The prevalence of Type 2 diabetes is consistently increasing, and the leading cause of death among diabetic patients continues to be cardiovascular diseases. Statistics show that coronary artery disease (CAD) accounts for 30% of deaths in the diabetic population. More than two-thirds of diabetic patients, 65 years and older, die because of vascular problems. Silent ischaemia is more prevalent in diabetic patients as compared to non-diabetic patients. The use of traditional therapies for glycaemic control has not shown a significant reduction in macrovascular complications of diabetes or mortality.
In the midst of all this lies an issue of paramount importance - the interdisciplinary crosstalk between the Cardiologist and the Diabetologist. As the awareness of the cardiovascular complexity of the diabetic patient increases, so does the realisation that there is a need to move towards a complete multidisciplinary approach with diabetologists and cardiologists working together.
The use of novel glucose-lowering drugs (GLDs) is also being emphasised as they offer a new approach to handle the problem of Type 2 diabetes and are believed to have a positive impact in reducing CV morbidity and mortality. Some of these new anti-diabetic agents have demonstrated an impressive impact on cardiovascular outcomes.
However, whenever a new clinical management approach is proposed or recommended, there are always some concerns, doubts, and questions regarding the treatment. With respect to the GLDs, the primary area of concern is related to the economic sustainability of using these expensive molecules as long-term therapy because the unitary cost of new molecules is much higher compared to traditional molecules.
But GLDs are believed to have the potential to revolutionise the treatment of diabetes as well as reduce major adverse cardiovascular events (MACE) and mortality. It is this potential of GLDs that has also sparked interest among cardiologists. The only issue is their applicability and cost-benefit in everyday clinical practice.

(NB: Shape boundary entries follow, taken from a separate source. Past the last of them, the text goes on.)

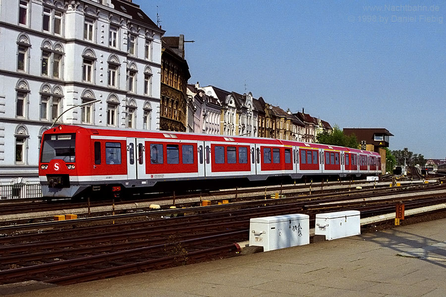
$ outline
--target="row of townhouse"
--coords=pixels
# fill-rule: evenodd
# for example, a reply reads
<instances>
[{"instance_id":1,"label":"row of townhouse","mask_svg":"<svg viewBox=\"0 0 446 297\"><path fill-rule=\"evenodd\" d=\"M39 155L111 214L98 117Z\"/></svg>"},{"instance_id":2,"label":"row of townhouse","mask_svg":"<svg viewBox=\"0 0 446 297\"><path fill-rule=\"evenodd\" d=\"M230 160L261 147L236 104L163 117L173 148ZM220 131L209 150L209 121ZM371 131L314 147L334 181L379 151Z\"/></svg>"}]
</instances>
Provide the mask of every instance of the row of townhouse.
<instances>
[{"instance_id":1,"label":"row of townhouse","mask_svg":"<svg viewBox=\"0 0 446 297\"><path fill-rule=\"evenodd\" d=\"M165 33L131 0L0 0L0 185L38 181L53 124L308 142L327 128L251 93L188 85L187 42Z\"/></svg>"},{"instance_id":2,"label":"row of townhouse","mask_svg":"<svg viewBox=\"0 0 446 297\"><path fill-rule=\"evenodd\" d=\"M213 86L188 85L188 132L314 142L330 124L302 112L285 111L254 98Z\"/></svg>"}]
</instances>

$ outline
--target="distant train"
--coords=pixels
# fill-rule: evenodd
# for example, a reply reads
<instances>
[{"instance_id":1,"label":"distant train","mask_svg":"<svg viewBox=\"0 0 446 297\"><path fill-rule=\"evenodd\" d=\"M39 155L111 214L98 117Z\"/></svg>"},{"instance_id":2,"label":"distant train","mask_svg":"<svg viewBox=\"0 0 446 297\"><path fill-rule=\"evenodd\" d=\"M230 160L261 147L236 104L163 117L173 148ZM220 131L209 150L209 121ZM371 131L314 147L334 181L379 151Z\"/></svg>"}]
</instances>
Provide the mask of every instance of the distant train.
<instances>
[{"instance_id":1,"label":"distant train","mask_svg":"<svg viewBox=\"0 0 446 297\"><path fill-rule=\"evenodd\" d=\"M379 154L268 138L60 125L43 135L44 197L147 192L214 182L377 175Z\"/></svg>"},{"instance_id":2,"label":"distant train","mask_svg":"<svg viewBox=\"0 0 446 297\"><path fill-rule=\"evenodd\" d=\"M437 167L437 173L446 174L446 163L440 164Z\"/></svg>"}]
</instances>

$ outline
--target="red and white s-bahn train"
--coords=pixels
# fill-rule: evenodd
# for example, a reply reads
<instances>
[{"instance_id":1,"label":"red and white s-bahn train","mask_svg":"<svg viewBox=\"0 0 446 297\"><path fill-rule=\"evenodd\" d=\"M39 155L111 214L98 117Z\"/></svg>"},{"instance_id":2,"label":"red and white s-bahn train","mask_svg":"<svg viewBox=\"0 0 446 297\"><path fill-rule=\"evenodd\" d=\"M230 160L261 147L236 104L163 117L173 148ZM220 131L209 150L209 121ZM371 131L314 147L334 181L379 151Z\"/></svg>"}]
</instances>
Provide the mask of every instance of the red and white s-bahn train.
<instances>
[{"instance_id":1,"label":"red and white s-bahn train","mask_svg":"<svg viewBox=\"0 0 446 297\"><path fill-rule=\"evenodd\" d=\"M381 170L379 154L334 146L60 125L43 135L39 175L44 197L73 198L116 197L163 185L173 190L193 182L205 187L211 182L359 176Z\"/></svg>"}]
</instances>

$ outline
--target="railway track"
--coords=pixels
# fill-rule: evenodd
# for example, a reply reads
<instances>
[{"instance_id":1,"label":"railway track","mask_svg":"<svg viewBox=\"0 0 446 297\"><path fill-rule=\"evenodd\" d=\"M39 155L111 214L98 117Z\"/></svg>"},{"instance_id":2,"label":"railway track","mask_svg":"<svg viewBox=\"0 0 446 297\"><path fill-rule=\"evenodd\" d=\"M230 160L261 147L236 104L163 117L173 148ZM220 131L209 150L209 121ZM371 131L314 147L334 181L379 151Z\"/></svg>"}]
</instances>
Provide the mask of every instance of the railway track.
<instances>
[{"instance_id":1,"label":"railway track","mask_svg":"<svg viewBox=\"0 0 446 297\"><path fill-rule=\"evenodd\" d=\"M405 203L406 209L446 202L446 186L429 190L404 197L394 193L379 198L376 193L350 193L346 198L327 194L318 198L242 201L195 207L186 210L194 214L171 218L159 218L179 210L140 214L145 219L136 221L137 217L124 215L48 223L45 229L30 233L23 233L26 228L20 226L14 226L13 232L13 227L0 228L4 234L0 238L0 282L36 280L67 285L233 256L234 243L249 237L250 218L306 213L312 226L316 213L323 211L354 209L364 217L394 210L396 202Z\"/></svg>"}]
</instances>

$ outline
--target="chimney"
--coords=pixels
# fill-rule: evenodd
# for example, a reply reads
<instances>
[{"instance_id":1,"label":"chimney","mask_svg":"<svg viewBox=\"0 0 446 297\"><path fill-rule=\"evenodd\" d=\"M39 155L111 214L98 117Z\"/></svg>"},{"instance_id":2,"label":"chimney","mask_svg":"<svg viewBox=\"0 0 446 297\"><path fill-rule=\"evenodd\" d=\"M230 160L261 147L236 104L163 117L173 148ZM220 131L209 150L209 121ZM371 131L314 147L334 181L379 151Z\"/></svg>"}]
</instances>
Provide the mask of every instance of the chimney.
<instances>
[{"instance_id":1,"label":"chimney","mask_svg":"<svg viewBox=\"0 0 446 297\"><path fill-rule=\"evenodd\" d=\"M180 57L184 58L184 35L183 34L180 34L178 41L178 53Z\"/></svg>"}]
</instances>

Landmark cardiovascular trials can be used as the starting point to evaluate the positive and negative aspects of GLDs. The goal is to ensure that cardiologists become confident with the new GLDs and learn how to exploit their positive impact while diabetologists start considering outcomes beyond glycaemic control and focus on long-term results.
There is no doubt that the new GLDs can be powerful tools in the management of Type 2 diabetes but since diabetes is a major risk factor for cardiovascular disease, it is imperative that this new weapon is used through the combined management efforts of cardiologists and diabetologists. As the burden of patients with Type 2 diabetes and cardiovascular disease increases, the need for a multidisciplinary approach to managing these patients also increases. If these healthcare providers want to fully exploit the power of new pharmacological strategies, they need to do it together.